Das olympische Wagnis in der chinesischen Hauptstadt stellt Rogge vor die größte Bewährungsprobe seiner siebenjährigen Amtszeit. Nach überstandener Krise im Frühjahr fühlt er sich «sehr gut und gesund» und freut sich auf die Zeit im Olympischen Dorf, «seiner Oase des Friedens». «Ich will so oft es geht, im Olympischen Dorf schlafen», offenbarte der 66-Jährige in seinem Büro im IOC-Hauptquartier «Chateau de Vidy».
Schlaflos in Peking soll es bei ihm nicht geben. «Sicherheit und Transport bereiten mir im Moment die größten Sorgen, aber ich bin kein ängstlicher Mensch. Das sind meine 18. Spiele. Ich habe jede Menge Erfahrung. Die Vorbereitung der Organisatoren war außerordentlich gut», so Rogge, der hofft, dass der Sicherheitsaspekt von den Chinesen nicht überinterpretiert wird und einer fröhlichen, unbeschwerten Stimmung abträglich ist: «Darüber haben wir mit den Organisatoren gesprochen.» Rogge erwartet «tolle Spiele».
Der «Herr der Ringe» hat seine Hausaufgaben gemacht und die schwierige Partnerschaft mit den teilweise beratungsresistenten Olympia-Gastgebern zumindest zu einer friedlichen Koexistenz geführt. Ein Garant für das Gelingen des «riskanten Spektakels» (New York Times) ist seine «stille Diplomatie» allerdings noch lange nicht. «Ich habe sehr viel über diese Kultur gelernt», sagte Rogge, «die Spiele werden China eine niemals dagewesene Offenheit bringen. Auf jeden Fall wird China mehr über die Welt und die Welt mehr über China erfahren, und das ist positiv.» Die Gesetzgebung für ausländische Journalisten sei verändert worden. 25 000 Journalisten könnten sich in Peking frei bewegen und berichten. «Das ist eine Revolution und wird auch ein bleibendes Vermächtnis dieser Spiele sein», so Rogge.
Der heftige Gegenwind, der dem ehemaligen Olympia-Segler nach den blutigen Unruhen in Tibet, den Boykott-Diskussionen und den gewalttätigen Angriffen auf den Fackellauf monatelang ins Gesicht blies, haben ihn nachdenklich gemacht. Das IOC müsse seine Rolle in der Menschenrechtsfrage und in der Frage der gesellschaftlichen Erwartungen an das IOC in Bezug auf den Umgang mit Regierungen überprüfen. «Die Öffentlichkeit erwartet von uns viele Dinge, die das IOC nicht immer leisten kann», betonte Rogge, «wir können diese Situation nicht ignorieren, aber auch nicht alle Probleme lösen, die selbst Regierungen nicht lösen können.»
Auf dem Glastisch vor seinem Sofa lag ein Problem in Form eines Artikels in einer belgischen Zeitung mit den neuesten Negativ- Schlagzeilen aus dem Radsport. So stolz er auf den intensivierten Anti-Doping-Kampf des IOC und die 4500 Tests in Peking ist, so realistisch sieht er die Dauerverdächtigungen bei herausragenden Leistungen. «Das ist eine unfaire Situation, in die sich die Athleten allerdings selbst gebracht haben.
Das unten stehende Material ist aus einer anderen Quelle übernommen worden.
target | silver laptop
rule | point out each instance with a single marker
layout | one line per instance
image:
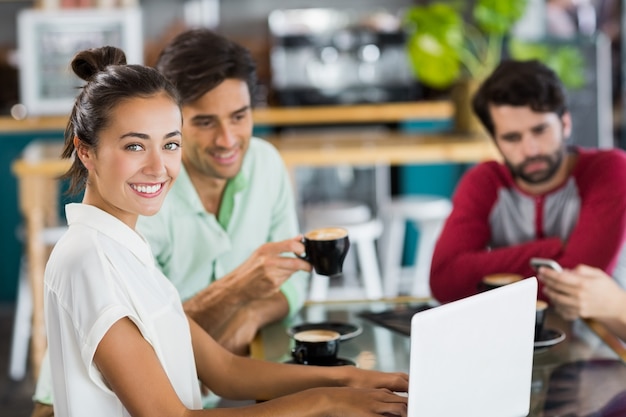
(473, 357)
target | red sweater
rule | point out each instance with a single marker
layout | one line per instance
(495, 227)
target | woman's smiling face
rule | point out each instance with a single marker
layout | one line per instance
(136, 160)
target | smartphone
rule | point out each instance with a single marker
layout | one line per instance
(538, 262)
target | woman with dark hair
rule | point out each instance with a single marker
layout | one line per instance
(120, 343)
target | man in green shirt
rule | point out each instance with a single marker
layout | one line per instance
(227, 232)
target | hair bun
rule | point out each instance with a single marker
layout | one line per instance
(86, 64)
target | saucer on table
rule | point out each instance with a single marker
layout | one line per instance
(549, 337)
(337, 362)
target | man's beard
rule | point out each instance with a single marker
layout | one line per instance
(553, 163)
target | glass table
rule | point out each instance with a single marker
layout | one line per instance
(579, 376)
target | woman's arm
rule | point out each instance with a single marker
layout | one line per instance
(132, 370)
(237, 377)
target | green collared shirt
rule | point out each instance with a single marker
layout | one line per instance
(194, 248)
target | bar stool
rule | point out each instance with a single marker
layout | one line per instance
(22, 326)
(363, 231)
(428, 214)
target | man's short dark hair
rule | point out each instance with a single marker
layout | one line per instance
(520, 83)
(198, 60)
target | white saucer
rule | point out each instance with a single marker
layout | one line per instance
(549, 337)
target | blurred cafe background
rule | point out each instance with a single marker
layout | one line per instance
(346, 58)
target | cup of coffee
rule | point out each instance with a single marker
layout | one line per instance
(489, 282)
(326, 248)
(540, 318)
(316, 347)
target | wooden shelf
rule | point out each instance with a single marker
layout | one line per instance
(288, 116)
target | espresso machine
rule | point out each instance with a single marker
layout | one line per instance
(326, 56)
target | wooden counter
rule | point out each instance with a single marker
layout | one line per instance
(288, 116)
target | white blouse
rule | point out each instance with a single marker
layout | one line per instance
(99, 272)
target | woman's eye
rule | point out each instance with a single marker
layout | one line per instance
(172, 146)
(134, 147)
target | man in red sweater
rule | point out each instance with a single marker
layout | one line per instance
(546, 200)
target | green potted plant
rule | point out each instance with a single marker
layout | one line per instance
(445, 48)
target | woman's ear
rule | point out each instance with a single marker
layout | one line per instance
(83, 152)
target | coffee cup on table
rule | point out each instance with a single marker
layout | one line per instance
(325, 249)
(540, 318)
(316, 347)
(491, 281)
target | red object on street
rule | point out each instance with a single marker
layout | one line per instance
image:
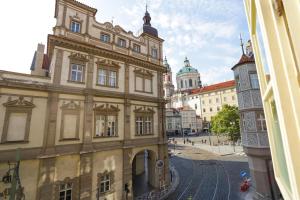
(245, 186)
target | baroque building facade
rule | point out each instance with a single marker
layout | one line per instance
(253, 127)
(91, 107)
(274, 30)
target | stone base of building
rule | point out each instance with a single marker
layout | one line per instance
(262, 174)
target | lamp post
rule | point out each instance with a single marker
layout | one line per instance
(232, 123)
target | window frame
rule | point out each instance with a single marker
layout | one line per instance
(143, 74)
(144, 113)
(102, 38)
(106, 111)
(108, 66)
(77, 59)
(70, 108)
(136, 48)
(19, 105)
(79, 22)
(122, 41)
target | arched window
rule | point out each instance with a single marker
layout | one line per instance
(190, 83)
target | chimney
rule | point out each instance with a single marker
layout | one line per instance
(37, 61)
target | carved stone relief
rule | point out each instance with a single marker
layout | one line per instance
(250, 124)
(247, 99)
(256, 98)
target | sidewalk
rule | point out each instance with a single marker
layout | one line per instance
(221, 150)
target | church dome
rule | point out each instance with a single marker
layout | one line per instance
(187, 68)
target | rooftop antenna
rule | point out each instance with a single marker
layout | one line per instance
(112, 20)
(242, 44)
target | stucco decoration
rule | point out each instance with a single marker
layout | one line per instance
(244, 79)
(256, 98)
(250, 121)
(263, 139)
(252, 139)
(247, 99)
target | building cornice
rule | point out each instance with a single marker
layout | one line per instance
(68, 43)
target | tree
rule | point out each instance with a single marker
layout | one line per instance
(227, 122)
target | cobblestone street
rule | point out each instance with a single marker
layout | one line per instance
(204, 175)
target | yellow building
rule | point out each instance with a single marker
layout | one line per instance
(274, 29)
(90, 113)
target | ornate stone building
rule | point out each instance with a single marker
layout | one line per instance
(253, 127)
(88, 112)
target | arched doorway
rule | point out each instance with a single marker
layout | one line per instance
(143, 172)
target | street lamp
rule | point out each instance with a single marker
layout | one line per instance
(232, 123)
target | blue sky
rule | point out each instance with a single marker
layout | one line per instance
(206, 31)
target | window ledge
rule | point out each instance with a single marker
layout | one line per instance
(108, 86)
(68, 139)
(145, 134)
(105, 136)
(15, 142)
(76, 82)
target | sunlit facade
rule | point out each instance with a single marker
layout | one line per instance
(274, 29)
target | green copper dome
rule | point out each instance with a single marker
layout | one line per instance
(187, 68)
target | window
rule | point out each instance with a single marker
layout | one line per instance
(136, 48)
(106, 121)
(190, 83)
(261, 122)
(143, 121)
(76, 73)
(75, 27)
(65, 191)
(122, 42)
(17, 120)
(105, 37)
(107, 74)
(143, 81)
(106, 125)
(238, 83)
(254, 81)
(70, 117)
(105, 183)
(154, 53)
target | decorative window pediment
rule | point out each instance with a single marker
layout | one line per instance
(17, 120)
(143, 72)
(19, 103)
(79, 57)
(144, 110)
(70, 105)
(108, 63)
(106, 108)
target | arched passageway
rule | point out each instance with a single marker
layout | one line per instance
(143, 172)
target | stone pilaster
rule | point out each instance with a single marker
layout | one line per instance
(46, 175)
(50, 126)
(85, 177)
(127, 174)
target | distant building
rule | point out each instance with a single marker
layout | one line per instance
(253, 127)
(90, 114)
(173, 122)
(274, 28)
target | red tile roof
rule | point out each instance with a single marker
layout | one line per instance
(213, 87)
(244, 59)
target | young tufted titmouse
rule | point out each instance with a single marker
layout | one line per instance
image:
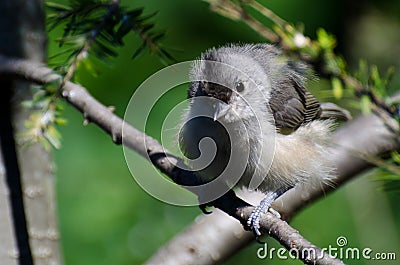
(252, 122)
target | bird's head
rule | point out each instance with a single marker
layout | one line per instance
(235, 84)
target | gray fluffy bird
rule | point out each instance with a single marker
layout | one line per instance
(252, 122)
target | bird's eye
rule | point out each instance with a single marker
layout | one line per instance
(239, 86)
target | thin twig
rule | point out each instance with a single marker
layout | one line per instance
(113, 125)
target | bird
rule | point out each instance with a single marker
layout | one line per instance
(252, 122)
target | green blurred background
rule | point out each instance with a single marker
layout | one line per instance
(106, 218)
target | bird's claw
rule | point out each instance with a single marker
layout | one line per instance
(203, 208)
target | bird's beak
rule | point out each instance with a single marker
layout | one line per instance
(220, 109)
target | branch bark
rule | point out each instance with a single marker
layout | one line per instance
(192, 246)
(97, 113)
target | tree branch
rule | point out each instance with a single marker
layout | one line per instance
(192, 246)
(97, 113)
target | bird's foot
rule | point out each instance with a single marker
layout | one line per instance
(254, 220)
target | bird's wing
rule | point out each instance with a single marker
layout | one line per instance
(292, 105)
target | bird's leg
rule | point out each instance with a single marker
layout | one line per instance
(265, 205)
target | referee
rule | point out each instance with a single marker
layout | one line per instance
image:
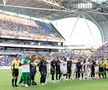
(15, 70)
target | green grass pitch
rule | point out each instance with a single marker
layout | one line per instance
(102, 84)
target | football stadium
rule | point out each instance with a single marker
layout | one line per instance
(53, 44)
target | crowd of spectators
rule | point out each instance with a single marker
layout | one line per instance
(20, 27)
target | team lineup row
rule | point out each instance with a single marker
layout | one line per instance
(62, 67)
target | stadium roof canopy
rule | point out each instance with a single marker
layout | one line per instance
(93, 10)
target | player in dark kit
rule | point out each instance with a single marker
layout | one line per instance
(78, 66)
(43, 70)
(53, 64)
(15, 70)
(58, 72)
(93, 69)
(33, 66)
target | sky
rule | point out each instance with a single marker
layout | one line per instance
(84, 33)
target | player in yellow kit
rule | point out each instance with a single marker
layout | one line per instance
(15, 70)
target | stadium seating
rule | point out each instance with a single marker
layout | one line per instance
(20, 27)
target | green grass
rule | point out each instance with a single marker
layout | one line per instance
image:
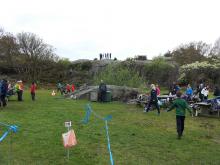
(136, 137)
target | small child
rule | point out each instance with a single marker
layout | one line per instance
(181, 105)
(33, 89)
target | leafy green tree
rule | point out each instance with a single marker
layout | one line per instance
(190, 53)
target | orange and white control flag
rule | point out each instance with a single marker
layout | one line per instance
(69, 139)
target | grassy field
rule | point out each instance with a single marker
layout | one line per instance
(137, 138)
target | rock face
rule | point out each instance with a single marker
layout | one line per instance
(118, 93)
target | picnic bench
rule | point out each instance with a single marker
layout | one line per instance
(210, 107)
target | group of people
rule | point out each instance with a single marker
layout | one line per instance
(180, 104)
(65, 88)
(7, 90)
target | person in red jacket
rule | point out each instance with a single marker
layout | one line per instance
(73, 88)
(33, 89)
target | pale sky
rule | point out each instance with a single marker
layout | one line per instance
(81, 29)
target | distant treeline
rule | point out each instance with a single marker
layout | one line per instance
(26, 56)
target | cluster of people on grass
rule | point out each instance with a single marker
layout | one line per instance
(7, 90)
(201, 93)
(180, 103)
(65, 88)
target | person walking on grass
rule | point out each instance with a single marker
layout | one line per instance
(4, 90)
(153, 100)
(33, 90)
(181, 105)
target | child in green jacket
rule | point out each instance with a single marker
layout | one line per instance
(181, 105)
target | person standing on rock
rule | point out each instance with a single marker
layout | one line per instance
(102, 91)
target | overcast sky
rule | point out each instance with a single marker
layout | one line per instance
(81, 29)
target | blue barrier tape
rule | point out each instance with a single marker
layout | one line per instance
(12, 128)
(89, 111)
(109, 145)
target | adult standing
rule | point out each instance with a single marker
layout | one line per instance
(33, 91)
(153, 100)
(4, 90)
(102, 91)
(181, 105)
(189, 92)
(73, 88)
(20, 89)
(158, 90)
(68, 88)
(205, 93)
(216, 91)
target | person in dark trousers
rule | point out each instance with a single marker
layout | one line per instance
(4, 90)
(181, 105)
(33, 90)
(216, 91)
(102, 91)
(153, 100)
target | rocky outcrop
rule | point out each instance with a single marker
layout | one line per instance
(118, 93)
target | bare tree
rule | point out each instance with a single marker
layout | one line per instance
(35, 52)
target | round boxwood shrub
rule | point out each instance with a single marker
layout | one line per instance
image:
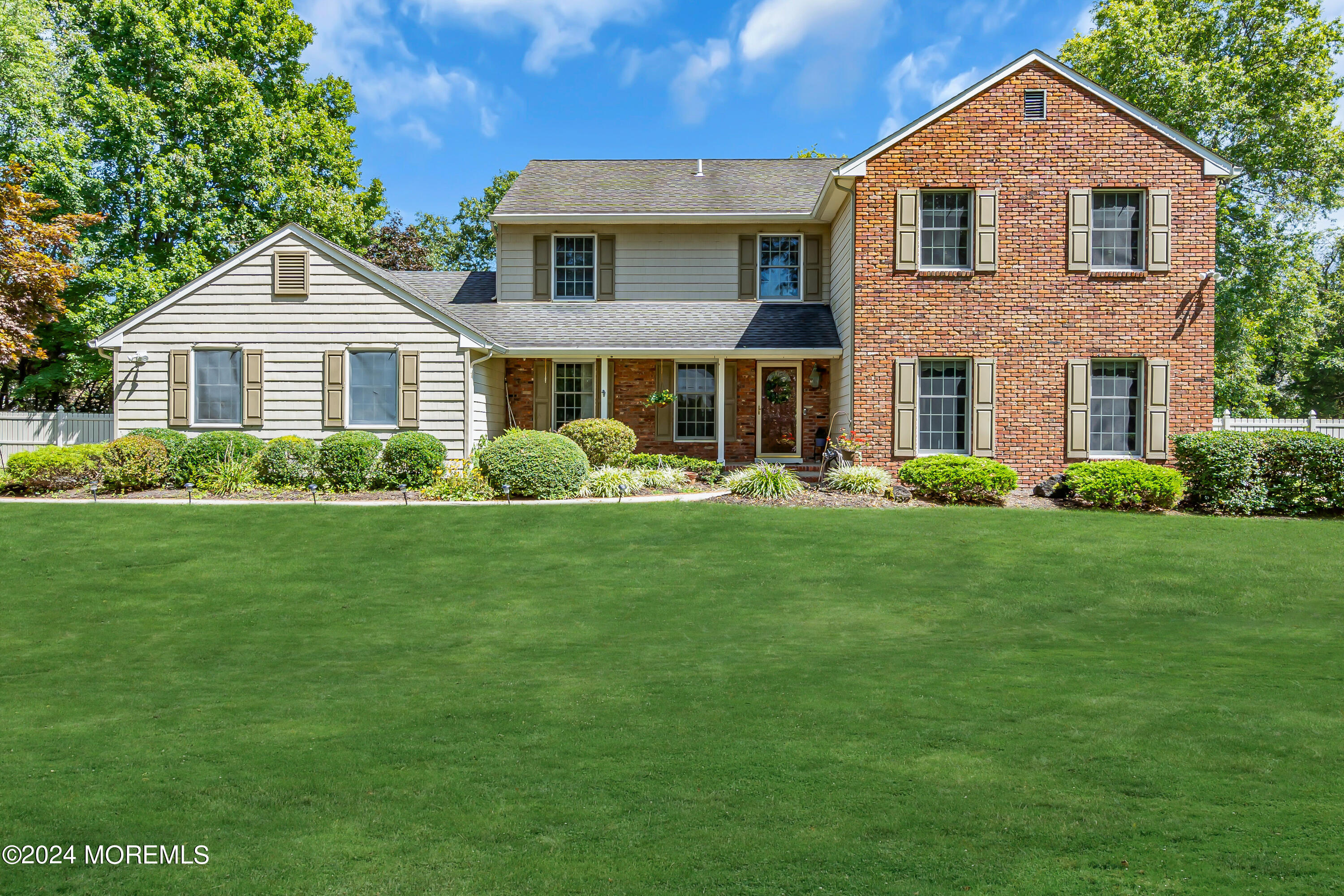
(134, 462)
(1125, 484)
(288, 460)
(210, 449)
(535, 464)
(604, 443)
(959, 478)
(412, 458)
(349, 458)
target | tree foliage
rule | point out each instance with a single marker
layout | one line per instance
(1254, 81)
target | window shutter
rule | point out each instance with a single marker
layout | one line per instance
(1158, 398)
(987, 230)
(730, 401)
(542, 396)
(334, 389)
(664, 379)
(289, 273)
(1077, 408)
(1080, 230)
(908, 230)
(983, 408)
(179, 389)
(605, 268)
(812, 269)
(542, 269)
(408, 389)
(253, 388)
(746, 268)
(905, 402)
(1160, 230)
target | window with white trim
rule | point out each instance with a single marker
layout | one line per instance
(781, 267)
(945, 229)
(695, 400)
(1115, 409)
(1117, 230)
(576, 271)
(220, 386)
(373, 389)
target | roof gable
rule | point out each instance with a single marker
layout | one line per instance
(1214, 164)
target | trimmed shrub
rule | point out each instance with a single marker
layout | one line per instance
(1125, 484)
(859, 480)
(705, 470)
(604, 443)
(607, 481)
(288, 461)
(764, 480)
(534, 464)
(52, 469)
(959, 478)
(349, 458)
(134, 462)
(203, 452)
(412, 458)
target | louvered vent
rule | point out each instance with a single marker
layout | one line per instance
(1034, 104)
(291, 273)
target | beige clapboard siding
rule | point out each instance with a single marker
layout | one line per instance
(842, 308)
(342, 308)
(654, 263)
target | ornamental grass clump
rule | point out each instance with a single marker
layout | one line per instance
(764, 480)
(959, 478)
(1124, 485)
(859, 480)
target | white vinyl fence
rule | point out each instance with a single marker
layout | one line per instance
(23, 432)
(1265, 424)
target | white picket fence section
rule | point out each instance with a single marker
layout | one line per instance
(23, 432)
(1264, 424)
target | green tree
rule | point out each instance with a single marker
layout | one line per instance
(1252, 80)
(467, 242)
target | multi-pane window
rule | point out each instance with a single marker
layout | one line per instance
(573, 393)
(780, 267)
(574, 271)
(373, 389)
(1115, 408)
(943, 405)
(945, 230)
(218, 386)
(695, 402)
(1117, 230)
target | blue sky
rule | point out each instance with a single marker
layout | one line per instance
(451, 92)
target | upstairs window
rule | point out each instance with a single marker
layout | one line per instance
(780, 257)
(574, 269)
(945, 230)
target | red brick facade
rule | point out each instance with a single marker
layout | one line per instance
(1031, 315)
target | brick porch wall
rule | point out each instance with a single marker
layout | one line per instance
(1031, 315)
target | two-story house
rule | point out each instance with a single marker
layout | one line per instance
(1026, 272)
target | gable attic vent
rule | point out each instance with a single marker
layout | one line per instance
(1034, 104)
(291, 273)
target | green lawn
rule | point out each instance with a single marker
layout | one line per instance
(672, 699)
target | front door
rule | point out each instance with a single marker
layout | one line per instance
(779, 410)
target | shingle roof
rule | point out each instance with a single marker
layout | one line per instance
(693, 326)
(667, 187)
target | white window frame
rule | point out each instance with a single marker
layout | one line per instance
(1139, 413)
(803, 271)
(556, 271)
(1143, 232)
(191, 389)
(714, 402)
(969, 365)
(971, 229)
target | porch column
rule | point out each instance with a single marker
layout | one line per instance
(718, 405)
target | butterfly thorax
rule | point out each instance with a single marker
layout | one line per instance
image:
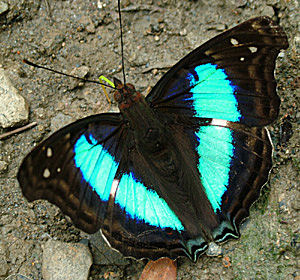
(147, 128)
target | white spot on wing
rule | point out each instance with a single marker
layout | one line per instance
(253, 49)
(49, 152)
(46, 173)
(218, 122)
(234, 41)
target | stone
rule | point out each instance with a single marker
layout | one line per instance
(14, 109)
(3, 7)
(66, 261)
(80, 72)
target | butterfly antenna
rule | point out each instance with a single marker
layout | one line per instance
(64, 74)
(122, 44)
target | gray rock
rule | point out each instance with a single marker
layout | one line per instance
(3, 166)
(3, 7)
(14, 109)
(103, 254)
(59, 121)
(80, 72)
(65, 261)
(3, 262)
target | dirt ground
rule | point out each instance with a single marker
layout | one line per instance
(65, 35)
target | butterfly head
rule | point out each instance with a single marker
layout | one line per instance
(125, 94)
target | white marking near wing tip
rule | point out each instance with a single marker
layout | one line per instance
(114, 187)
(46, 173)
(49, 152)
(234, 41)
(219, 122)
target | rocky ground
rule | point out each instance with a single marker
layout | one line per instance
(67, 35)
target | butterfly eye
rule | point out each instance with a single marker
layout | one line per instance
(130, 86)
(118, 97)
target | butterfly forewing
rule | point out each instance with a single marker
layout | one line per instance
(230, 77)
(211, 154)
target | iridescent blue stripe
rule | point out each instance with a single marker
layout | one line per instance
(97, 166)
(213, 93)
(215, 151)
(145, 204)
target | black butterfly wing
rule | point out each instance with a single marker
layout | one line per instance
(232, 75)
(221, 95)
(75, 167)
(89, 169)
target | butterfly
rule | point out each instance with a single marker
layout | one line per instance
(180, 168)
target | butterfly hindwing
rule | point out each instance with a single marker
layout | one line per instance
(230, 77)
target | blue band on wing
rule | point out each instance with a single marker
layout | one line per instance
(213, 93)
(215, 151)
(145, 204)
(97, 166)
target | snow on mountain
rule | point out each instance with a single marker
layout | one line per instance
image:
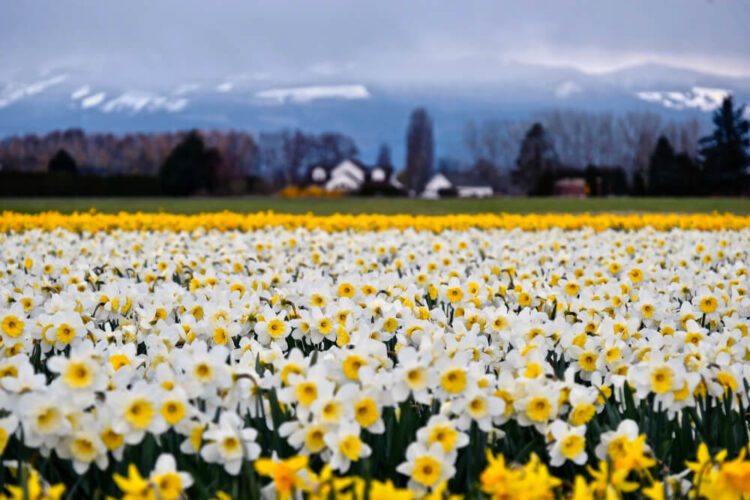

Jede Weltklasse-Leistung wird angezweifelt, und da gibt es kein Entkommen», gab der IOC-Chef zu.
Anders als in den turbulenten Tagen im März und April, als Rogge blass und angeschlagen aussah, wirkt der Ober-Olympier wieder kämpferisch. Ob das olympische Sommerfest, das er von seinem Vorgänger Juan Antonio Samaranch sozusagen geerbt hat, gelingt, hängt nicht zuletzt von Rogges Mut zur Entschlossenheit ab. Bezahlt werden will er für sein Wirken allerdings auch in Zukunft nicht. «Ich werde nicht um ein Gehalt bitten. Ich bin kein reicher Mann, aber meine Frau und ich haben genügend Geld, um auch ohne Salär ordentlich zu leben», bekannte er, «am Ende meiner Amtszeit werde ich der IOC- Exekutive vorschlagen, dass ein Präsident in Zukunft bezahlt werden sollte. Dieses Gehalt würde veröffentlicht werden, und ich denke, meine Kollegen würden zustimmen.»